Rafals If their teaching is orientated to rote learning, and their aim is for SEN pupils to have mastered 80% of eg GCSE content then it is not high quality teaching. There needs to be a mix of teaching styles recognising that memory based teaching styles do not work for some children (whether or not they have a SpLD). My DDs are both in the top 95% ability range but neither at GCSE they could have mastered 80% of content. Instead the school focused on giving them the skills and strategies that enabled them to gain marks where they had strengths and minimise the areas where they had (very significant) difficulties. One of my DDs has a photographic memory but very poor aural memory and processing so in an MFL exam she could focus on vocabulary and set grammar over the listening and oral sections of the exam whereas my other daughter was the exact opposite, struggled with vocabulary and picked up her marks on the listening section, they got an A* A and B between them.
Once you get to university level and into the real world, it is analytical skills, problem solving, creativity, understanding and ideas that matter, not content. I have pretty much forgotten all the content I ever learned, I even have to use strategies to access times tables never mind trigonometry and algebra but when I needed to work out the equation of a curve for work, each time I used the logic skills my brilliant Maths teacher taught us (even back in the 70s) to teach myself how to do it, and as you don't cover that until A level, I had never been taught it in the first place. I have heard the High Mistress at St Pauls, Sarah Fletcher talk about this at length, she believes the methods used to teach dyslexic / children with SpLDs by giving them skills and strategies work for all pupils, and varying teaching styles is important. She also believes that pupils with different learning challenges bring a lot to the classroom in terms of different ways of thinking around problems and issues. In a classroom where for instance a period in history is being discussed different ways of thinking about an issue can be very valuable in teaching the whole class about an issue. The best private schools do not focus on rote learning but on giving all their pupils skills and strategies that see them through lifelong learning. I failed History O level because I had no hope of mastering the content, yet I have successfully studied it to Master's level, using theoretical frameworks to hang the content on, if I understand why something happened, and have become intrigued by it, it will be the key to remembering what happened, and that would be a useful tool for many children, not just ones with learning difficulties.

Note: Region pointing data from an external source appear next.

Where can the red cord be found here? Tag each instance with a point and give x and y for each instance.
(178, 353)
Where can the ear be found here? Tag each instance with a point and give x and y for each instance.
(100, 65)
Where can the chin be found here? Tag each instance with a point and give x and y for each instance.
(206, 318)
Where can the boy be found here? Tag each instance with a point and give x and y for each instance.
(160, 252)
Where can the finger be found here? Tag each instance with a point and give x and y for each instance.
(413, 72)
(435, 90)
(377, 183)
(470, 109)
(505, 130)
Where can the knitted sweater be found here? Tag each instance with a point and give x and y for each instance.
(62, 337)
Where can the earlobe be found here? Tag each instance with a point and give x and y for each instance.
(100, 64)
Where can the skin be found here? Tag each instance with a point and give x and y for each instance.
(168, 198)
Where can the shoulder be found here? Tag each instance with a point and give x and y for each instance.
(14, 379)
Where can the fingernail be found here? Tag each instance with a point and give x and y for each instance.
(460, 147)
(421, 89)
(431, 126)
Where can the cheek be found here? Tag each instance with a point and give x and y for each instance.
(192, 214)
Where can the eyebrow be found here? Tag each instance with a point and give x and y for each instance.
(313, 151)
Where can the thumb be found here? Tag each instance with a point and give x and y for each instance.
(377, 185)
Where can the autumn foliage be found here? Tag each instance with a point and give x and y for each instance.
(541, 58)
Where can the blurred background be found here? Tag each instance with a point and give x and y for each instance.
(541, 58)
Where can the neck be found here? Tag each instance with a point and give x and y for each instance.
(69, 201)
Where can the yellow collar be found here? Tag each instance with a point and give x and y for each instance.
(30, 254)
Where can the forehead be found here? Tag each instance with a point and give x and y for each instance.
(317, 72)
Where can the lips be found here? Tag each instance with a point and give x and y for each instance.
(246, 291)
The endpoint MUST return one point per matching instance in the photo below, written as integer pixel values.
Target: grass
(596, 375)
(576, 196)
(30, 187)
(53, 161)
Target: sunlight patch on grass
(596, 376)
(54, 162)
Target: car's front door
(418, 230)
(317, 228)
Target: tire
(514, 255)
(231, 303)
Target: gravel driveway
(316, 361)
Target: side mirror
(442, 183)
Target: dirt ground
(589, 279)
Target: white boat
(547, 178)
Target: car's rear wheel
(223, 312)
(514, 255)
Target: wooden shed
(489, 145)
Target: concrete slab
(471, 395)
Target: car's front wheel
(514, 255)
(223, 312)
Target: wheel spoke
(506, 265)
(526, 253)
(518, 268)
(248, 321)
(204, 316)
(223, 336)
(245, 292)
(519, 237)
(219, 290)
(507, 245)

A school automatically putting their SEN pupils in the bottom stream with the excuse that they need to be taught more slowly as the Michaela does misses the point, they are not necessarily "slow" they are different and find one area of memory based learning that is unfortunately the pedagogic norm especially in traditional Conservative education difficult but they also have strengths that can be played to and that will benefit all pupils.
I would not let a child with SEN near the place.